Moderna Downgraded Due to Unclear Sales Outlook

Given a lack of clarity regarding its revenue outlook, Buy has downgraded Neutral from.

The company that makes the COVID-19 vaccine reduced its projected 2025 earnings, stating a decrease in demand for its vaccines aimed at preventing COVID and respiratory syncytial virus infections.

Although the updated forecast looks achievable, "this suggests that investors have limited insight into the revenue stream for the respiratory vaccine business," analyst Salveen Richter stated, reducing her forecast price for the stock to $51 from $99 per share.

Kinross Gold was upgraded to "buy" from "neutral" at BofA ahead of its Q4 earnings release.

Buy from Underperform by BofA before its fourth quarter earnings report.

as well-positioned for fourth-quarter 2024 results with potential catalysts in 2025, and significantly boosts their outlook for 2026 earnings per share and production to 2 million gold equivalent ounces.

The rating was changed to Neutral with an $18 price target, citing increased concerns about compliance with regulations at the Loulo-Gounkoto mine in Mali.

Jefferies is optimistic about the state of Coca-Cola's business, saying it's in "great shape", and is upgrading its rating to "Buy."

Jefferies upgrades its recommendation for the company from Neutral to Buy, before the company's earnings announcement.
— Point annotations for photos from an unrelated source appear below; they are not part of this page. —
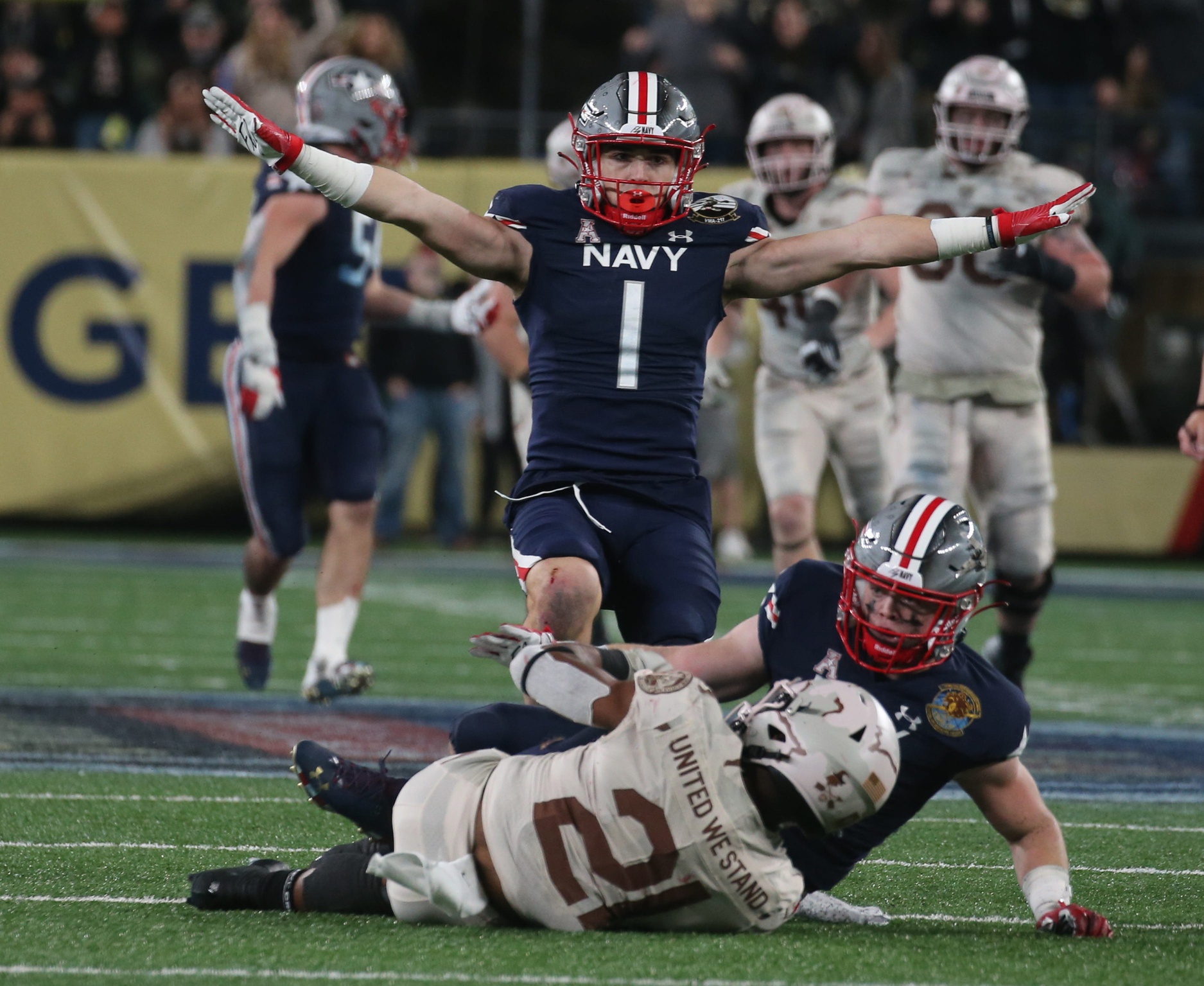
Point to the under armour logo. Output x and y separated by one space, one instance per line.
826 669
587 234
913 721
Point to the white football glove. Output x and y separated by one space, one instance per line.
269 143
824 907
715 380
509 640
475 310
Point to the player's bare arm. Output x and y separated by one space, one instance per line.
772 269
1191 435
732 666
1008 797
475 243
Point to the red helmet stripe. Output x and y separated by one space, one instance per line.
919 529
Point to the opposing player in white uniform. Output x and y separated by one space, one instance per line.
970 399
821 391
668 823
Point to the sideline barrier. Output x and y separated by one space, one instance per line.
115 289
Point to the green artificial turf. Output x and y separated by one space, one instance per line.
76 625
270 819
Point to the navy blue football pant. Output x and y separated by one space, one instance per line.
656 566
327 440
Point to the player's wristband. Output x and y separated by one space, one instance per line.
963 235
340 180
425 313
1044 888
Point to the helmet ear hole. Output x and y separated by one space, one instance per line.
791 807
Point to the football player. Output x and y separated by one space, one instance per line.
300 405
971 403
481 838
619 285
891 621
821 391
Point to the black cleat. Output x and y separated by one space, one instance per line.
254 664
239 888
358 794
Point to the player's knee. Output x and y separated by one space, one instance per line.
564 592
352 515
792 519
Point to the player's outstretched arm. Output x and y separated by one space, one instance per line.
1008 797
563 676
472 242
776 268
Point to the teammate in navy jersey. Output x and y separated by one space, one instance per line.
890 621
302 411
619 286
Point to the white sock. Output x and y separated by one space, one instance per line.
257 618
335 626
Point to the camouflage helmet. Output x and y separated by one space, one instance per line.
356 103
913 578
645 110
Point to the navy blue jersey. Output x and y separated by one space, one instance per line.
318 305
957 716
618 329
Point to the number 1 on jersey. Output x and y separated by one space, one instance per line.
629 334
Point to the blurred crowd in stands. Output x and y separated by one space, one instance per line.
1115 85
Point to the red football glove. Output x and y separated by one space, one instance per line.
1074 921
260 136
1013 228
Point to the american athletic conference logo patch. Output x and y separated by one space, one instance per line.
954 709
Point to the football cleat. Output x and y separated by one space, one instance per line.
358 794
254 664
348 678
236 888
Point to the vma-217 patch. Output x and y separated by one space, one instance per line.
954 709
714 210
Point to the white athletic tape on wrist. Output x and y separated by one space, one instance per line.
642 659
426 313
337 179
559 685
1044 886
256 331
963 235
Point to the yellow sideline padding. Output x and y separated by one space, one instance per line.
105 257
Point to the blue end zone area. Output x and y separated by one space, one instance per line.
234 735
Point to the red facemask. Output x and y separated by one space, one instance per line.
638 206
938 622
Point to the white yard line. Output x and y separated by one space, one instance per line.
1128 870
1112 826
21 844
168 798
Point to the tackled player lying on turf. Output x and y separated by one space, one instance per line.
619 285
890 622
481 838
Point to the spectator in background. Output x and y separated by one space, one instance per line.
182 124
695 46
376 38
105 96
264 67
942 33
873 105
802 55
426 380
26 119
1072 56
1173 30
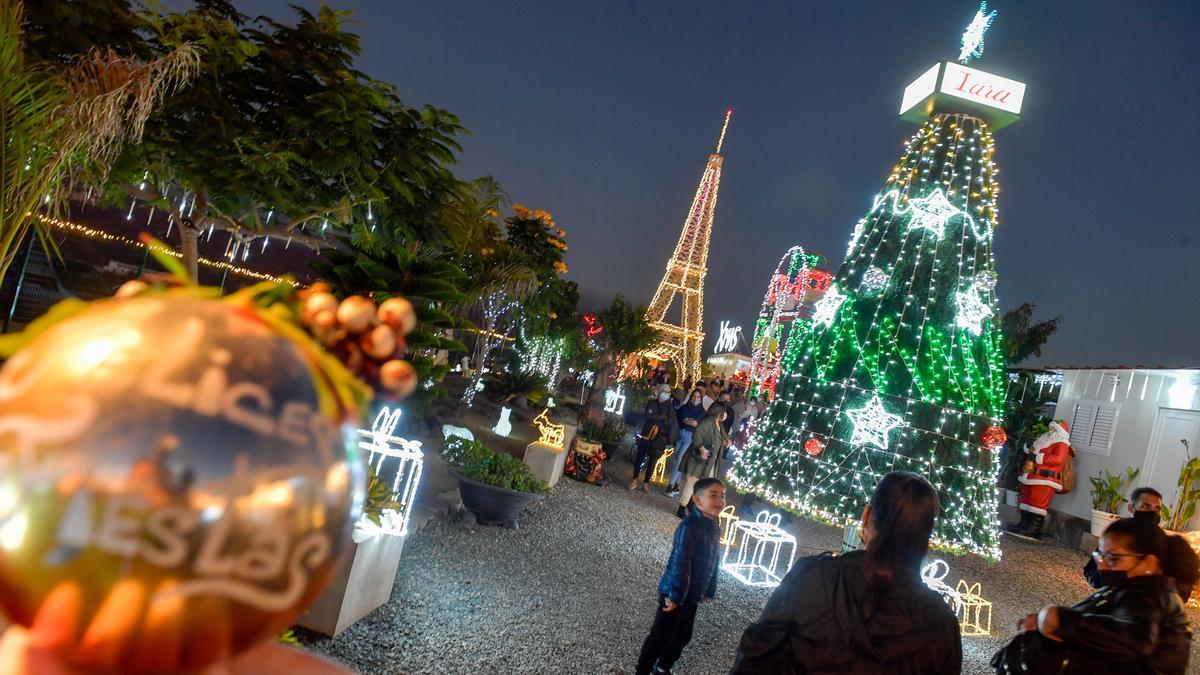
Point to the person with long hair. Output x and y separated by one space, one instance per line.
862 611
1135 622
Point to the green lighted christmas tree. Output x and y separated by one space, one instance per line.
900 368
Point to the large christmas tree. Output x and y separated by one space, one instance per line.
900 368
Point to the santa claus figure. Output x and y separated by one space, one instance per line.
1042 477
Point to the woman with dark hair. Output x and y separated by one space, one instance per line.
701 461
1134 623
863 611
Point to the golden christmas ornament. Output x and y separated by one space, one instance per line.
169 489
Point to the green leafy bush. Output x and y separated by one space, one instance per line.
480 463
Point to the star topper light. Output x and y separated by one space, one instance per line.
873 423
972 311
972 39
931 213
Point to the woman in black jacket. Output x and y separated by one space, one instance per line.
863 611
1134 623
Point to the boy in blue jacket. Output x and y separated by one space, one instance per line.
689 579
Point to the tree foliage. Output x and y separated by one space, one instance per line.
1023 336
279 136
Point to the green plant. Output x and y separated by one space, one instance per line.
1187 497
377 499
510 384
480 463
1109 490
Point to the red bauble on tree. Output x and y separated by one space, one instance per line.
994 437
814 447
Analyst Kaumil Gajrawala said that the company's business is doing exceptionally well.

The recent surge in the value of the U.S. dollar may lead to lowered earnings estimates for 2025, but Gajrawala and his team believe that expectation is already factored into the company's valuation.

Stifel's Hold rating is based on the company's expected revenue growth and margin pressure throughout FY25. The firm also reduced its price target to $140 from $165.
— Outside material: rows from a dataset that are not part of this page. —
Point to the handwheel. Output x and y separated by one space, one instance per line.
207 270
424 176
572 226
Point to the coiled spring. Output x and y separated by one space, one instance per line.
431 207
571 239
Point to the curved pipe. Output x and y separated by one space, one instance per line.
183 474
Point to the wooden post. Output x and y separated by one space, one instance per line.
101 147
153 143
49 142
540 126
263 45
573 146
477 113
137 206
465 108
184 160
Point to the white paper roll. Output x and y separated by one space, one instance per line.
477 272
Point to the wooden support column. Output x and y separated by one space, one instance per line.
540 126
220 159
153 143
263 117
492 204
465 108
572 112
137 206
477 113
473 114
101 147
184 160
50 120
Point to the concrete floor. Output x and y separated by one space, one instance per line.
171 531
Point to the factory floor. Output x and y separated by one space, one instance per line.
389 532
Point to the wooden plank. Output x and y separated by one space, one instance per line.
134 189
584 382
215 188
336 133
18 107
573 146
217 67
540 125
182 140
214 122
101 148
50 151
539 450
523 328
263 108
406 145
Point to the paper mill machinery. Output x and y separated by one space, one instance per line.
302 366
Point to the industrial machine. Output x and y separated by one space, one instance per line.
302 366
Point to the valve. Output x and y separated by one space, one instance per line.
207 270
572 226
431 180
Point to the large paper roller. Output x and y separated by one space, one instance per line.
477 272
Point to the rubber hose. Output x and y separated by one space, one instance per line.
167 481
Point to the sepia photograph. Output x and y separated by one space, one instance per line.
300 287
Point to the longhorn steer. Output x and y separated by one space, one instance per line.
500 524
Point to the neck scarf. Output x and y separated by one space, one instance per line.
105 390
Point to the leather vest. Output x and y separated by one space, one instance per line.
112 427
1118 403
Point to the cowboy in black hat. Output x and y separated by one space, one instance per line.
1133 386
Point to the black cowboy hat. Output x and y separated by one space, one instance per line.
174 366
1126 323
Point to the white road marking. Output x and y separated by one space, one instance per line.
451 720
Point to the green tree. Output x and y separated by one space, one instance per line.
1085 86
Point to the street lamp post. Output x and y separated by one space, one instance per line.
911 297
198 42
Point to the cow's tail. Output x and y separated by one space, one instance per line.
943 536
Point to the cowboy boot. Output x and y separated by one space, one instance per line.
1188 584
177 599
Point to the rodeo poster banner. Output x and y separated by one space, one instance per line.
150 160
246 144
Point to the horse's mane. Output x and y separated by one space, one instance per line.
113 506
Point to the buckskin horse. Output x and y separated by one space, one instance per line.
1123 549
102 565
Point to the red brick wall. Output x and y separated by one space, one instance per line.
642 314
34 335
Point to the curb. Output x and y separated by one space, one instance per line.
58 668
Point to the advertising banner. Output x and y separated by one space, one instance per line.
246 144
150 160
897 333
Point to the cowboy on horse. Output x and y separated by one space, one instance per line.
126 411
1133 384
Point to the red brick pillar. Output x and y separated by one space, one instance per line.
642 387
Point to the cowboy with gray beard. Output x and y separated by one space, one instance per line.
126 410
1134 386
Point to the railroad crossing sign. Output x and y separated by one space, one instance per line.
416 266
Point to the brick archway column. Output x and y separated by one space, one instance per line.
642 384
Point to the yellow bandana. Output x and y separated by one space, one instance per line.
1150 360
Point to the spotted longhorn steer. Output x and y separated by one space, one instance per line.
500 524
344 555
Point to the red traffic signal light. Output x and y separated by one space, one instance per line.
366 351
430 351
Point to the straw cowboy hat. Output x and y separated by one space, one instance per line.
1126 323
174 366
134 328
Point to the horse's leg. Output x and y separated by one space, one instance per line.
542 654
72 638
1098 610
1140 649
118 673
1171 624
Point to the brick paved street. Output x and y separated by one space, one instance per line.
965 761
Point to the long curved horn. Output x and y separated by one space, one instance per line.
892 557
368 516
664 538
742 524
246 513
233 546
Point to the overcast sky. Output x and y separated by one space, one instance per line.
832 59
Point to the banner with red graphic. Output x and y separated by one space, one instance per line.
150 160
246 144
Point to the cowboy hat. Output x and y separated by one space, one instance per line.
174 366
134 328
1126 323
The rating to Buy from Neutral was raised, and the price target was increased to $185 from $77. Analyst Kash Rangan stated that after several years of slowing growth and several strategic moves, Twilio is now at a tipping point in both its narrative and financial fundamentals.

Based on data from multiple quarters showing higher growth, we can expect significant increased financial efficiency in the near future. This, in turn, will help Compass Point's brokerage push Azimut Fashion Retail Management (AFRM) towards profitability based on GAAP accounting standards by the third quarter of 2025.